Gunnar skis on as the sun lifts from the lake and is swallowed into a bank of clouds. He’d made good on his promise; their life has turned around. But still, he thinks of the man he left out there. His grieving wife. Maybe a passel of children. Not a day goes by when he doesn’t come to mind.
When the morning is well established, Gunnar stops to rest. He plants his poles in the snow and slides the pack off his back. He circles his shoulders and pops his neck, looking back toward the ridge he’d helped log, the sheared stumps and the bramble of brush. They’ll come through and burn what’s left.
Gunnar unscrews the cap to his canteen. As he drinks, the sun pokes out for a moment, causing a patch of water to brighten and then dim. He wipes his mouth across his sleeve, feeling small and fragile.
At fourteen, I crossed the ocean. The unpath’d waters. The deep salt sea. My feet solid on the ship’s deck, I imagined beneath the water surface. The fishes. The mammals. The corals. The algae. All the hidden dangers below. My face to the wind, I imagined exotic lands. Tried to grasp the great distances, and the endless horizon.
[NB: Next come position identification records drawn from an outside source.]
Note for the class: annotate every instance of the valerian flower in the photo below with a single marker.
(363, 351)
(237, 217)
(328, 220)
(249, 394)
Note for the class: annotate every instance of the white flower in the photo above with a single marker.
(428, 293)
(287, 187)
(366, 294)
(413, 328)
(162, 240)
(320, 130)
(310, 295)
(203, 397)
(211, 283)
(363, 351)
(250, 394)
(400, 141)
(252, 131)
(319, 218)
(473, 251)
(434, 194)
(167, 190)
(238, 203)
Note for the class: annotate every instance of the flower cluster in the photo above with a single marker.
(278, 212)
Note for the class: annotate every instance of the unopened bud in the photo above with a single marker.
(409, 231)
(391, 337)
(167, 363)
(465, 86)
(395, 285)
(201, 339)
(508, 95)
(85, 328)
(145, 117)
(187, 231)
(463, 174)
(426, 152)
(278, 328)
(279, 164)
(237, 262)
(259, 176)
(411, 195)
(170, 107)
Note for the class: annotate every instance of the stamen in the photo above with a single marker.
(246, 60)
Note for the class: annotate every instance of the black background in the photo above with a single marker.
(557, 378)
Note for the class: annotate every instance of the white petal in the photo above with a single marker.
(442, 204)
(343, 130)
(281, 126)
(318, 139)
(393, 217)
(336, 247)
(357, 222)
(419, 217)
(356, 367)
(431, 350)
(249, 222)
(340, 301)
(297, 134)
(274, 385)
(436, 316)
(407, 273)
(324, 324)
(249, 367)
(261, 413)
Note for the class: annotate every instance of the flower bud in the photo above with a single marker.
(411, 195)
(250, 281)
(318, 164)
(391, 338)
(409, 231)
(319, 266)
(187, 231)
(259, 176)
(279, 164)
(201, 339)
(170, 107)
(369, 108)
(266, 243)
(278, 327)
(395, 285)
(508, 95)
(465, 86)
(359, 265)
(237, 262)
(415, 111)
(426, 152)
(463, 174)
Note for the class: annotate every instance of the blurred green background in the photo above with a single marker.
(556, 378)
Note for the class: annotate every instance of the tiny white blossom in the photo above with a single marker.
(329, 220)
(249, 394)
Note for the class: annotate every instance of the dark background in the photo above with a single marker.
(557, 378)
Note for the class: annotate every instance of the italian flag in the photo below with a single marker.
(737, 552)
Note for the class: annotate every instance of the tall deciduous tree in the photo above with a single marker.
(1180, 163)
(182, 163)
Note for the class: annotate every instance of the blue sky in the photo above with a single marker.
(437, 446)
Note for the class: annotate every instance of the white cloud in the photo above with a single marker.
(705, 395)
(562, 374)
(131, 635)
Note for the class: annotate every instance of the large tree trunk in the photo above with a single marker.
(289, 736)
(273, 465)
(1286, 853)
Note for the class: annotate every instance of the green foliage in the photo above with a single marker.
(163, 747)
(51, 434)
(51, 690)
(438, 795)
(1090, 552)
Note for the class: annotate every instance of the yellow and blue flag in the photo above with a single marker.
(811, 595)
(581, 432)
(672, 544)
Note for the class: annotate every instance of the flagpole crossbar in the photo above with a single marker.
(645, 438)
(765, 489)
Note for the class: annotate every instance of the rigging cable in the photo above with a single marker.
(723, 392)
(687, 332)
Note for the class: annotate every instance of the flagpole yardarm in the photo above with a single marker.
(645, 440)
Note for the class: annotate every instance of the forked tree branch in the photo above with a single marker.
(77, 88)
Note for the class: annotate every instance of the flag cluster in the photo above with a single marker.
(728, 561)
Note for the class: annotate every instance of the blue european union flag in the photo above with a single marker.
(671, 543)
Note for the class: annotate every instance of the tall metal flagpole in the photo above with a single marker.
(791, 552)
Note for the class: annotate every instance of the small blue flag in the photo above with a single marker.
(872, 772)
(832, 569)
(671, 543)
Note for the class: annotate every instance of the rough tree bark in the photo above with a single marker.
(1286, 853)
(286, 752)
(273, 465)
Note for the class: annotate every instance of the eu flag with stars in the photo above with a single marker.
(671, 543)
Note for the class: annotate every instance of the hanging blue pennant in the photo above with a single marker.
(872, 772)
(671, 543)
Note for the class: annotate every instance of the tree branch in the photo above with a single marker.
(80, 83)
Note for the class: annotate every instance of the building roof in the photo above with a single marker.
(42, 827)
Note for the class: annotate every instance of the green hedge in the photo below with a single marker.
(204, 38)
But the ocean was incomprehensible.
Too vast. Too far. Too deep, my mind said.
I had the luxury of giving up and turning my attention to other things.
As a man I worked the great Gichigami. Lake Superior. The sweet-water sea. I knew its waters touched no exotic lands. That its creatures were few. Dull colored. Benign. Still, like the ocean, its horizon is endless. I grappled as I stood on her shore, as I rode her waves in each morning’s light. But always I was left uncertain.
It is a fact that Superior is easily measured. In length. In width. In hundreds of miles.
Superior should be comprehensible.
It is not.
And that discord is readily felt.
The Great Lake is movement at peripheral vision. It is sound at the limit of audible frequency. It is the illusion of the ability to understand.